In a hurry? You can now use our HUp jquery plugin to read files in a chunked fashion as data URLs. Hooray!
Got a minute or two? Let’s talk about file read chunking, data URLs and base 64.
If you’ve been looking forward to the previously promised discussion about file reading/downloading to/uploading from IndexedDb – well, keep looking forward, it’s on the way. In the meantime, however, let’s take a quick look at a problem and it’s quick and easy solution, that emerged out of making file reading chunkable for the HUp plugin.
The Problem
The HUp plugin has, as one of its goals, sensible defaults – such that a user can just call it against whatever element they want to make into a file reader/uploader drag-and-drop point, and presto! Everything works, and in a reasonable manner.
When I added the ability to read files in chunks, to mirror and complement our ability to upload files in chunks, we hit a snag in regards to the above goal.
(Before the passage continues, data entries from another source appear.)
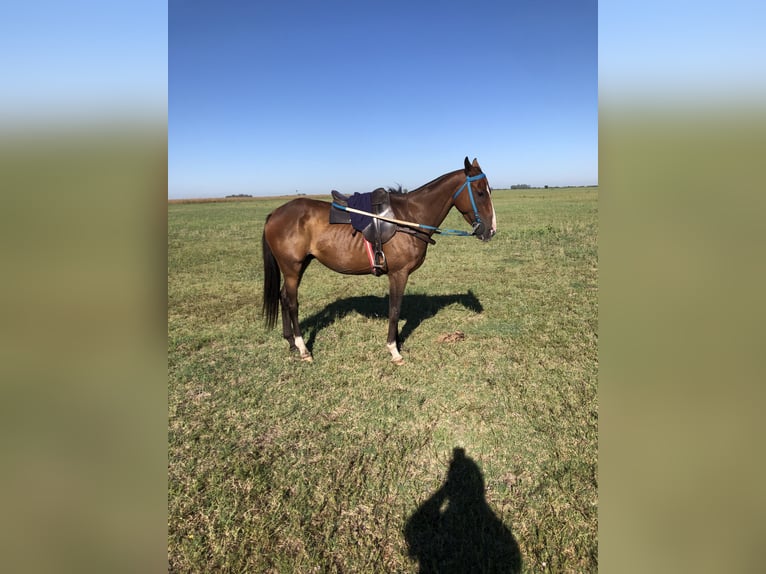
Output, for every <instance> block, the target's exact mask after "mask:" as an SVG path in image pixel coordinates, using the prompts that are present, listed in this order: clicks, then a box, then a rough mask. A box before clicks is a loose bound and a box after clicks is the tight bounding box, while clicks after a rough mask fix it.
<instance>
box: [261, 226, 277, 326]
mask: <svg viewBox="0 0 766 574" xmlns="http://www.w3.org/2000/svg"><path fill="white" fill-rule="evenodd" d="M269 217H271V215H269V216H268V217H267V218H266V222H267V223H268V221H269ZM261 247H262V250H263V318H264V320H265V321H266V327H267V328H268V329H273V328H274V326H275V325H276V324H277V314H278V313H279V287H280V284H279V283H280V271H279V265H277V260H276V259H275V258H274V254H273V253H272V252H271V247H269V244H268V243H267V242H266V228H265V227H264V230H263V235H262V236H261Z"/></svg>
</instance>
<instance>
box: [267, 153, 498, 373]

Generally speaking, the expectation is that developers using the plugin to read files in will probably want to be able to use said file in the browser in some fashion, and one of the simplest representations that can be used directly in the browser is a base64-encoded data URL. You can expect to be able to pop it into the src attribute of a number of elements in a modern browser, and be able to do something with it right away. So, defaulting our read_method
to readAsDataURL
makes sense.
However! Now that we’re chunking file reads by default (since it offers benefits, some of which were discussed last time), if the file to be read is larger than our chunk_size
(which defaults to 1MiB), than it will be read as a number of chunks, which will need to be reassembled to be used in a src attribute as a data URL. Small bit of extra work for the developer, but a little string manipulation and you’re done, right?
Not quite.
It’s common knowledge that encoding binary data as base64 will result in an overall increase in size of about 33%. This is because, with a total of 26 different values, base64 can encode 6 bits per character (that is, the eight bits composing one character (in, for example, utf-8), are each used to represent 6 bits in the source binary).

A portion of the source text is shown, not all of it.